I've been pleased by the response to my Listful Thinking series by friends and readers. I've gotten more comments on these than many other pieces I've written and I'm getting suggestions on bands and themes to consider for future editions, such as Toad The Wet Sprocket.
Ahh, Toad, we do go back a long time and have traveled many, many miles. We traveled many miles in the city of Atlanta to see one of your reunion shows. Oh, Atlanta is not far from Huntsville but we spent untold hours lost trying to find the venue and again trying to find our way home. Like many my age, I was introduced to Glen Phillips, Todd Nichols, Randy Guss, and Dean Dinning with the single "All I Want" and I've collected the records and made the songs part of the soundtrack of my life. As you are about to read, some of these songs were chosen not just because of their greatness but because they are sonic time capsules to different times in my life. One of their more recent songs even made a connection to my current state. As usual, this was tough to compile and made more difficult by the fact that nearly every song I listen to as I wrote this made me want to add it instead but I will stand on these five... for today.
- "Windmills" - Quite simply one of the prettiest, gentlest songs I've ever. Take a gorgeous acoustic guitar figure and wrap it around a lovely melody. Lay a delicate vocal and tender harmonies. The lyrics are opaque but evocative and affecting. It's magical.
- "Something's Always Wrong" - I loved this song upon the release of the great, great Dulcinea record but I will always remember driving across country with this song on repeat, trying to learn the harmonies, striving for proper air guitar technique while still occasionally trying to steer (except for when I had to mimic a few of Guss' excellent drum fills). It was my first attempt to leave the nest, leaving Alabama to return to Seattle. There were car breakdowns, boring flatlands, majestic mountains, blue skies, rain clouds, hopes, dreams, and fears. It all went down in flames and I'd listen to this song on a second ill-fated cross country trip, this one ending in Colorado and, once again, in disaster but it's the Seattle trek I always conjure when I hear this song. Fittingly symbolic.
- "Dam Would Break" - Fast forward just a few years and I set my course for college at UNA in Florence, AL. I am reasonably sure I listened to nothing but THIS song the entire 90 minute drive to fill out financial aid and admissions paperwork and did the same on the way home. There's something hypnotic that demands this be played on repeat. The conflict and struggle in the lyrics, the deceptively active bass line, Nicholls' guitar tones, and the harmonies in the chorus captivate me all these years later.

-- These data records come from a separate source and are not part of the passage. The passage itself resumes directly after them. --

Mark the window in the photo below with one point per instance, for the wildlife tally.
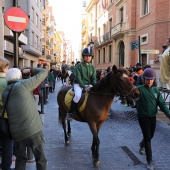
(110, 24)
(99, 10)
(36, 42)
(32, 38)
(32, 14)
(104, 57)
(36, 20)
(104, 28)
(84, 4)
(144, 39)
(99, 32)
(98, 56)
(91, 17)
(121, 14)
(40, 24)
(43, 50)
(144, 7)
(110, 53)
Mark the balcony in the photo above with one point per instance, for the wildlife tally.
(103, 39)
(44, 11)
(48, 57)
(118, 30)
(48, 44)
(43, 42)
(9, 35)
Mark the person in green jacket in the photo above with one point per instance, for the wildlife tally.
(6, 142)
(85, 78)
(150, 99)
(25, 124)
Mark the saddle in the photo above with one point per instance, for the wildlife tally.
(81, 104)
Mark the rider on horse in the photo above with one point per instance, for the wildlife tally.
(63, 67)
(84, 79)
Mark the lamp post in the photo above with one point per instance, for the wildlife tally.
(91, 44)
(91, 47)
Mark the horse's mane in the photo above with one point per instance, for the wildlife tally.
(102, 83)
(105, 81)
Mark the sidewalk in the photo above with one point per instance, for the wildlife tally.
(119, 137)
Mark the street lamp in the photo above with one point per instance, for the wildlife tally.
(91, 43)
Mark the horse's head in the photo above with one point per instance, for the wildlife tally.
(122, 83)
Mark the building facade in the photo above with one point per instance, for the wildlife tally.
(117, 27)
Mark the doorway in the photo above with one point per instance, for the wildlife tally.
(121, 54)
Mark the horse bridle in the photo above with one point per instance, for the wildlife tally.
(123, 91)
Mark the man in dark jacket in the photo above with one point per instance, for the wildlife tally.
(24, 121)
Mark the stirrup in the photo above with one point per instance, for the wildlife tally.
(69, 116)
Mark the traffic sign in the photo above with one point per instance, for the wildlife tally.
(150, 51)
(16, 19)
(134, 45)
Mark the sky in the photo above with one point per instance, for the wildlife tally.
(68, 18)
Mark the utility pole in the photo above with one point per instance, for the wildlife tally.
(16, 44)
(139, 51)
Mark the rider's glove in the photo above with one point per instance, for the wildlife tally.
(168, 116)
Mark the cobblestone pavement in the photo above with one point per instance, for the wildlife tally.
(119, 141)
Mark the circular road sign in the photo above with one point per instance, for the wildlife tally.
(16, 19)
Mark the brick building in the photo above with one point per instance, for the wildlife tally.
(116, 26)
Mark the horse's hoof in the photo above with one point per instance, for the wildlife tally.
(69, 133)
(67, 143)
(96, 164)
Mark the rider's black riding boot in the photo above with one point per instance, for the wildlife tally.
(70, 113)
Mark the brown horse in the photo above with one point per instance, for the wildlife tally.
(98, 104)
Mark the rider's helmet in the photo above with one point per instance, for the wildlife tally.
(149, 73)
(87, 52)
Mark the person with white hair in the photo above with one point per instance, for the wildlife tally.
(164, 77)
(6, 142)
(24, 121)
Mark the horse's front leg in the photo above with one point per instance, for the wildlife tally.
(68, 128)
(95, 145)
(67, 142)
(96, 153)
(93, 148)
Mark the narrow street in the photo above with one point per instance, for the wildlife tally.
(119, 141)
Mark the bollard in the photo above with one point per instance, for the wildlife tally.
(42, 101)
(169, 109)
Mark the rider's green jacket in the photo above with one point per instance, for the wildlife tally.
(85, 74)
(150, 99)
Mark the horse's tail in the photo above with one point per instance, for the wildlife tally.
(60, 116)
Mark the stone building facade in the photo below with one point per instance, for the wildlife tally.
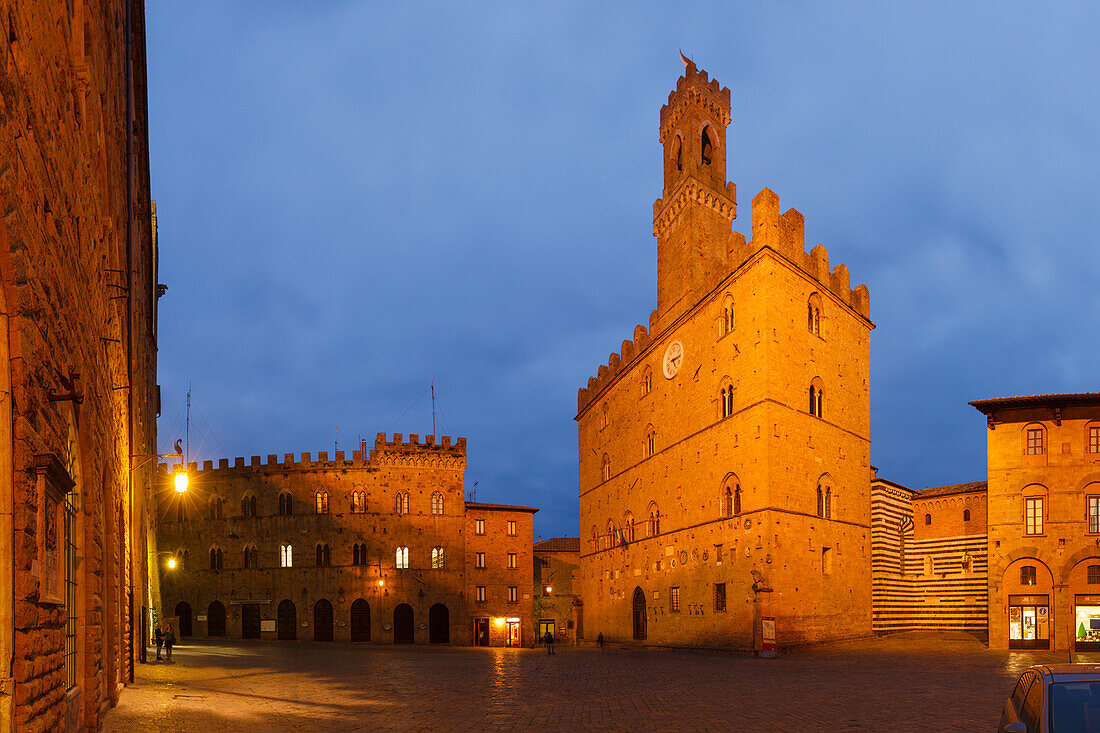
(1044, 521)
(78, 395)
(724, 449)
(381, 548)
(557, 604)
(928, 557)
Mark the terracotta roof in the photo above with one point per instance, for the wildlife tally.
(950, 489)
(559, 545)
(501, 507)
(1037, 400)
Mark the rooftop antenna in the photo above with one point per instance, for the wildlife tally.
(187, 460)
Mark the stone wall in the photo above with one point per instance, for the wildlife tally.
(78, 279)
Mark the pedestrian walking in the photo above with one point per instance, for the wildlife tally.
(169, 639)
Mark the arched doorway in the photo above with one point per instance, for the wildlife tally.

- "Little Heaven" -This is another TTWS song that hypnotizes me for hours at a time and it also has a story for me. The first time I heard this song was when I worked at Blockbuster Video (look it up on Google, kids) in college. They played trailers for the movies in the store all day, every day. The guitar intro of "Little Heaven" features prominently in the trailer for Buffy The Vampire Slayer (film, not TV show. I didn't watch the movie to hear if more of it got used so I didn't know this was Toad until I bought In Light Syrup, their rarities collection. Love. This. Song. I still don't know all the words but I sing my approximation of them, badly, and try and sing the harmonies. Great harmonies on this. The other story goes back a couple years ago when the great Glen Phillips played Folk Mission at Straight To Ale. Someone requested this song. He said the band never really figured out how to do this one live and that was about to be a problem because they were going to play an event for friends and this was one their friends requested.
- "I'll Bet On You" - This song began as "See You Again" by Nicholls' post-TTWS band Lapdog. I love that song. Imagine my shock when it was rebranded with new lyrics for New Constellation, Toad's reunion album. I love both versions and either one of them would have been a hit if released when they were still being played on the radio. Hits don't matter as far as artistic value but there is something undeniably catchy, undeniably Toad about this song.